MR RUGENDYKE: I have a supplementary question. Another recommendation of that report that was agreed to by the government was about producing an information pack or brochure providing patients with a complete list of options available to them to minimise their time on the waiting lists. Has that occurred? Could you provide a copy of that information pack to the Assembly?

MR MOORE: I will have to take that part of the question on notice and get back to Mr Rugendyke, which means by tomorrow under our new standing order. I can say that a leaflet of the type Mr Rugendyke described is being used in the emergency section at the Canberra Hospital and people who come into the emergency section are given an indication on it of the level of triage so that they have a much better understanding of the sorts of things that happen, why they might wait and so on.

Mr Berry: Do you invite them to go to the private hospital, too?

MR MOORE: I can hear Mr Cackle Berry interjecting from over there.

Mr Corbell: I take a point of order, Mr Speaker.
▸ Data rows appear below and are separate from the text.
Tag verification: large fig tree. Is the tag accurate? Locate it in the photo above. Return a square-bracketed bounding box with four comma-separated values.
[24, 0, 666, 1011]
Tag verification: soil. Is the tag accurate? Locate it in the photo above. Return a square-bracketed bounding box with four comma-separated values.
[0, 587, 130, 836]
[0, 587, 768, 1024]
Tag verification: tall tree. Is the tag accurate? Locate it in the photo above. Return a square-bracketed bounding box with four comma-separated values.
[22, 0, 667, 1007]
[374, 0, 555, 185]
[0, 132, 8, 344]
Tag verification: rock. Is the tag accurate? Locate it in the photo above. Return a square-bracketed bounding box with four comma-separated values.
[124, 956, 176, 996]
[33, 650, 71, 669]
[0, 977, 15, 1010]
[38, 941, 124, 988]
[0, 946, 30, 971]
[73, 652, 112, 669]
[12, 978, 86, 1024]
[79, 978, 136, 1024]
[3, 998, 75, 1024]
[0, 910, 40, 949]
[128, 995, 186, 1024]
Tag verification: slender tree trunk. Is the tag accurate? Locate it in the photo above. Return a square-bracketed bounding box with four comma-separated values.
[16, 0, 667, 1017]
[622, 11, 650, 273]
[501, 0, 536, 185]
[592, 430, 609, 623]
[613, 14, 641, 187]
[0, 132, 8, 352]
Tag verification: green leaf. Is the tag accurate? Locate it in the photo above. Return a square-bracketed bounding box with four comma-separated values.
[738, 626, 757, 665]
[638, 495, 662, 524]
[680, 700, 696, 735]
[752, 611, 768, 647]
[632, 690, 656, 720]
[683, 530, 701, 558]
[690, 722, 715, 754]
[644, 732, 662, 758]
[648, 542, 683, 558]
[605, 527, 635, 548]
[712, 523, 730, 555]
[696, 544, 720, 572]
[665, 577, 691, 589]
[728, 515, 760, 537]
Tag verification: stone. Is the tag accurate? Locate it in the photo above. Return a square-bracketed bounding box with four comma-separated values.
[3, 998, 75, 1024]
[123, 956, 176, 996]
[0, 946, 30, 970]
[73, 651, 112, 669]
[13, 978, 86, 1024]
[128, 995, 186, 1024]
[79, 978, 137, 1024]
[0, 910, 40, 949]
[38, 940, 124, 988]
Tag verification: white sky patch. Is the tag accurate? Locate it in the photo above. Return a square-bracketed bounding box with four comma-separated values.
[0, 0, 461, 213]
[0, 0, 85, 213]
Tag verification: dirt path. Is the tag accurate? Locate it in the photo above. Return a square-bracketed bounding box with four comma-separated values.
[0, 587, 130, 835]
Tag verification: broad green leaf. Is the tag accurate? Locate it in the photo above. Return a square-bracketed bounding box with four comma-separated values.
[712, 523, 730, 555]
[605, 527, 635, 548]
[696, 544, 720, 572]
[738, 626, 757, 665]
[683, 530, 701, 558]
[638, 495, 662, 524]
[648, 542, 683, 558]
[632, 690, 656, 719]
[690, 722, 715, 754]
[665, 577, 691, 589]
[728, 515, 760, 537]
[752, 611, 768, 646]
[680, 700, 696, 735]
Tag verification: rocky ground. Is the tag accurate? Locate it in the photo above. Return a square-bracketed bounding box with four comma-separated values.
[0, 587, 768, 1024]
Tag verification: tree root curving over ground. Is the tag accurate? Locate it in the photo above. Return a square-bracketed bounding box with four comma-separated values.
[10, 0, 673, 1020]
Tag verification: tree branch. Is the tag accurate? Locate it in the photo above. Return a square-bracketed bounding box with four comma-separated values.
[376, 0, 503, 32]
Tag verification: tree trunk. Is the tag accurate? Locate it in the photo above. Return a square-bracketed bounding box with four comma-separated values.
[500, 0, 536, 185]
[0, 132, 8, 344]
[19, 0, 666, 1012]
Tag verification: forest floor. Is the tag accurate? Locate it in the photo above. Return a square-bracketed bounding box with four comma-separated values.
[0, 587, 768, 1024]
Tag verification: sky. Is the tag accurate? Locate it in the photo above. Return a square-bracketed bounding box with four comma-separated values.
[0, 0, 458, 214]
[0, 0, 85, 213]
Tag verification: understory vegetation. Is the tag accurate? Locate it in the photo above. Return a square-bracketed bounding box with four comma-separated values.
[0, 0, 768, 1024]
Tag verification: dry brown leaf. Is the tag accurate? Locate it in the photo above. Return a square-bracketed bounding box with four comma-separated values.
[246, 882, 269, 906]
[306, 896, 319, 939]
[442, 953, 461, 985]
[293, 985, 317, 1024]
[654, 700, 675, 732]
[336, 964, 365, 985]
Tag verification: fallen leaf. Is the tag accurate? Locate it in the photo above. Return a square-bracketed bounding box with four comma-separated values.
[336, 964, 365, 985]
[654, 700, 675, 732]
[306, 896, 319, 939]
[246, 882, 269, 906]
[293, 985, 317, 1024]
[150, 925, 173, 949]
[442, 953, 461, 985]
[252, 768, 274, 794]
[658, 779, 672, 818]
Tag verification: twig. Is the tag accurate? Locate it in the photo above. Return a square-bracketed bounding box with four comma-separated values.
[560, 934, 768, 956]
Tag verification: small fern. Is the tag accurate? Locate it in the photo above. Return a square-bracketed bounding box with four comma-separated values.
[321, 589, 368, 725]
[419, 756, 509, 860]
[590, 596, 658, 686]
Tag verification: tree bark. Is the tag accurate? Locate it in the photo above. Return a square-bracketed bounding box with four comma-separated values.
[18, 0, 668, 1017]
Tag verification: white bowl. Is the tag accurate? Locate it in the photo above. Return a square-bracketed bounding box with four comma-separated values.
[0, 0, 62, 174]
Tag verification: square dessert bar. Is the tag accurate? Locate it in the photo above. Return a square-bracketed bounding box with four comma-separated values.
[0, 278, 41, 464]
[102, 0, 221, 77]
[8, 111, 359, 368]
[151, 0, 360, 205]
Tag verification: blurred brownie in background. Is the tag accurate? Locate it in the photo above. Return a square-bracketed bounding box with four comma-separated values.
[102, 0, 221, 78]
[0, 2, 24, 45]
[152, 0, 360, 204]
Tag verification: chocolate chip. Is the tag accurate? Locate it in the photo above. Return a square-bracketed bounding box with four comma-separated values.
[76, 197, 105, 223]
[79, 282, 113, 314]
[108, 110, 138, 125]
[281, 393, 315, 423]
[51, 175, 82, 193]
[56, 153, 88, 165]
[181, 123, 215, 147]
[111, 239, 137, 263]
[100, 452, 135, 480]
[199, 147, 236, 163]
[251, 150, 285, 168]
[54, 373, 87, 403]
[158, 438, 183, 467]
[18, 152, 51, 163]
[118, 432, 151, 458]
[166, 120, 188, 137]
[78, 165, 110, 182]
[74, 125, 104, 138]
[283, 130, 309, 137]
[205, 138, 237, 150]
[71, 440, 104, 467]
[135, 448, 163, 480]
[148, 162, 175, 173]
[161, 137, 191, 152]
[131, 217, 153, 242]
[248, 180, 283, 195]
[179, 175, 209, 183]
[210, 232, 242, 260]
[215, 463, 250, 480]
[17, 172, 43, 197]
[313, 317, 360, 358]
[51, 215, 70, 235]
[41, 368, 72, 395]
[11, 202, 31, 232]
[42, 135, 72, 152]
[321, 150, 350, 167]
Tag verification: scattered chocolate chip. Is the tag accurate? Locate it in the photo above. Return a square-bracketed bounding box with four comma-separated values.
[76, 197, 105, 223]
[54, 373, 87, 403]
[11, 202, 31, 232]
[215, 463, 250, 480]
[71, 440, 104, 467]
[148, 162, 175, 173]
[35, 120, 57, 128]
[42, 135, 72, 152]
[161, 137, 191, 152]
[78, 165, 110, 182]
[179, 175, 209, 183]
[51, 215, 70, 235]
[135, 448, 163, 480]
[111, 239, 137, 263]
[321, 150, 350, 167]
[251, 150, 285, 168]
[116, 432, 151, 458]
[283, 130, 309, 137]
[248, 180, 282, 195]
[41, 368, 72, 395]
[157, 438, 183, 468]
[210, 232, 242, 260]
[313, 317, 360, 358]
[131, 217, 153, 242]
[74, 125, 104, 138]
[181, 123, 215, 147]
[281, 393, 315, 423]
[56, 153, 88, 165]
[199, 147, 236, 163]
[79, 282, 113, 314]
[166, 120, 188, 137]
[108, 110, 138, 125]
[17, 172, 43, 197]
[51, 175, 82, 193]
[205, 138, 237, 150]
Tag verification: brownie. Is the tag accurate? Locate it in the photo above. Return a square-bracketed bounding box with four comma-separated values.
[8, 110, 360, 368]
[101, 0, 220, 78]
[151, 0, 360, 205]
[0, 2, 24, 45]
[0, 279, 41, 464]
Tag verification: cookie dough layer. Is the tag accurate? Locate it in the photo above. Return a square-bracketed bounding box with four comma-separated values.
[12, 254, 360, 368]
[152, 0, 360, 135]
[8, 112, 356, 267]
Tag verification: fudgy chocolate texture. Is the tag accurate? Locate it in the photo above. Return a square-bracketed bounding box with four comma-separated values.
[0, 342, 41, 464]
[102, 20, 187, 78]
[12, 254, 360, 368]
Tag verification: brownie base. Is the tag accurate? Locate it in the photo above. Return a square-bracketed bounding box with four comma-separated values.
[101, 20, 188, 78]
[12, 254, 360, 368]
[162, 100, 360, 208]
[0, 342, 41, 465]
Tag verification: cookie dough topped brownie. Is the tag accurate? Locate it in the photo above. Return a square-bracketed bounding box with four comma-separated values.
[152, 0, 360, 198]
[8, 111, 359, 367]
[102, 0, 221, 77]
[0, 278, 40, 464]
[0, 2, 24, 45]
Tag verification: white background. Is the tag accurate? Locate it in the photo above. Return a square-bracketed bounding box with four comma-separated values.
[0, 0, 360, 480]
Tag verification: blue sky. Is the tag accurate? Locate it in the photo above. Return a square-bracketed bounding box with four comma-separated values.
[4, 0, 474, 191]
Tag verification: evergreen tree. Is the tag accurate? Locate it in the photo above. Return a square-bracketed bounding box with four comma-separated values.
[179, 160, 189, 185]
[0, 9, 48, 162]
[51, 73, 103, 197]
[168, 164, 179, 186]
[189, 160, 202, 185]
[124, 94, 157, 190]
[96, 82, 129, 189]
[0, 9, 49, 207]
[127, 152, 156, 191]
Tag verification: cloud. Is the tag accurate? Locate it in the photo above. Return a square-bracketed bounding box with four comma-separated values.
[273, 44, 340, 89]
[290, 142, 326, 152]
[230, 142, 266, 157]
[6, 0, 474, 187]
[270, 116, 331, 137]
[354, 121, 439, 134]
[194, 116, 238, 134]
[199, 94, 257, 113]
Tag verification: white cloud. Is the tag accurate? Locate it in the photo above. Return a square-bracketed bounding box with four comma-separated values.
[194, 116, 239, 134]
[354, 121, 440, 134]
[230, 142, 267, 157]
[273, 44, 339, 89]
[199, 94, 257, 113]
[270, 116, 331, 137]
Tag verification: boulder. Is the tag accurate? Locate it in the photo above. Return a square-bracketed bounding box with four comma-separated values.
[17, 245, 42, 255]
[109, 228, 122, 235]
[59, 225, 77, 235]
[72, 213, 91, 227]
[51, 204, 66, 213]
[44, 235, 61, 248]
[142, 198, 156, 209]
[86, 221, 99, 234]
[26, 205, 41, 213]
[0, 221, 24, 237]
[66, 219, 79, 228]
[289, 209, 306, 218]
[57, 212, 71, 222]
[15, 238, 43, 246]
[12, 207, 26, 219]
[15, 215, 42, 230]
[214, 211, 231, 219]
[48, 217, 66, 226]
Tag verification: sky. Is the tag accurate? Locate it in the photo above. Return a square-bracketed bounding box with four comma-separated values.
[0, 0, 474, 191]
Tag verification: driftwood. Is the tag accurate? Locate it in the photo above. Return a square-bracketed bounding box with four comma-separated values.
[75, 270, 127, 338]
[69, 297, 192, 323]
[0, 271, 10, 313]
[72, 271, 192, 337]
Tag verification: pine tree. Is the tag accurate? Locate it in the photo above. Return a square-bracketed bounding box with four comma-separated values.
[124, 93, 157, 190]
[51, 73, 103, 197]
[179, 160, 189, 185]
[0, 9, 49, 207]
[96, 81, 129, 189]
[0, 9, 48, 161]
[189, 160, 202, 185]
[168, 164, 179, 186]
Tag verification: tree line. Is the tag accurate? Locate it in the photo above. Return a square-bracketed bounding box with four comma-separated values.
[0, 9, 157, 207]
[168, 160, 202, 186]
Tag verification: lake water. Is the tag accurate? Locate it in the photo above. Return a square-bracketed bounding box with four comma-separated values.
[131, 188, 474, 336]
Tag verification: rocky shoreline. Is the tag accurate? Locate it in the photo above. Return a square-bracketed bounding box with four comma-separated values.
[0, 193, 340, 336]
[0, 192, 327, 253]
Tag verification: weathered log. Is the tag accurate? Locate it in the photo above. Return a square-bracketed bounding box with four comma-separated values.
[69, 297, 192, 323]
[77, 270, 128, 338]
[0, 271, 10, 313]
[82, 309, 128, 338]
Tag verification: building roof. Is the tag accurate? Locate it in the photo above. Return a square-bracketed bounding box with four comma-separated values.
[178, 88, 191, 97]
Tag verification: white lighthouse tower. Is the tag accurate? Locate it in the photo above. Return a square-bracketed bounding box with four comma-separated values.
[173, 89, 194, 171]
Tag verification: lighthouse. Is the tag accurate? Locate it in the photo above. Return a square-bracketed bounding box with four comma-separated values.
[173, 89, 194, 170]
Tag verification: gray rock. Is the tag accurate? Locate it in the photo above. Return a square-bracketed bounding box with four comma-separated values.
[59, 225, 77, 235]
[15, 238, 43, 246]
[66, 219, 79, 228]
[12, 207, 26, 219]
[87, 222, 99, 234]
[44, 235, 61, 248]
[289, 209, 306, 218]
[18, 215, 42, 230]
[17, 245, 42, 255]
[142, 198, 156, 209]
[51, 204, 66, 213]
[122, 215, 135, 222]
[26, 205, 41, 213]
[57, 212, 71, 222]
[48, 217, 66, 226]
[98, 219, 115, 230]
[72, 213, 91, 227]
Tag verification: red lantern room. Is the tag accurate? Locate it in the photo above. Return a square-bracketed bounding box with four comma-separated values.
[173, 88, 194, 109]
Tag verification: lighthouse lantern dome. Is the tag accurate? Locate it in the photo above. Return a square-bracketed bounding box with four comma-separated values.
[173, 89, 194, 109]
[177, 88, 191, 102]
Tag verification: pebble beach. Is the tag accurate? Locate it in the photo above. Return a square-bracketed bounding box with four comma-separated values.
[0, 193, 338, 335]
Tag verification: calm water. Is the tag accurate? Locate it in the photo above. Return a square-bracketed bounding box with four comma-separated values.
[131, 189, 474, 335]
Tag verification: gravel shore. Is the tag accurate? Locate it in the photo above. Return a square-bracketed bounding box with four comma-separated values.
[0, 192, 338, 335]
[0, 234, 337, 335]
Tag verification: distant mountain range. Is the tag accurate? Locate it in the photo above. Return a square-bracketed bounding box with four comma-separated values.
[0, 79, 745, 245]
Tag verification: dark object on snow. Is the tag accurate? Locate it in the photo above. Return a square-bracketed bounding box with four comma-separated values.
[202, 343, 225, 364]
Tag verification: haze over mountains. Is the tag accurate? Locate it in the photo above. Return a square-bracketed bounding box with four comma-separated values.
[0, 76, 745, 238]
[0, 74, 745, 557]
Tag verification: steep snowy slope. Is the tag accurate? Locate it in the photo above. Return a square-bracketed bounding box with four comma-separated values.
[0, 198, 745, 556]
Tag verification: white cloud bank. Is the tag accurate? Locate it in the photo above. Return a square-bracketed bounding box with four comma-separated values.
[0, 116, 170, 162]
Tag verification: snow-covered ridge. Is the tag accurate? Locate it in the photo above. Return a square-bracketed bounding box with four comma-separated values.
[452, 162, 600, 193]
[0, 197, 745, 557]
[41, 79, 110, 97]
It is a breach of standing orders not to refer to members by their proper titles.

MR SPEAKER: I could not hear what Mr Moore said because there were too many interjections. If that is the case, you may withdraw, Mr Moore.

MR MOORE: Just to clarify it, I referred to Mr Berry as Mr Cackle Berry. I think that might have been the thing. It is hardly unparliamentary, Mr Speaker, but if they want me to withdraw "Mr Cackle Berry" I will withdraw "Mr Cackle Berry".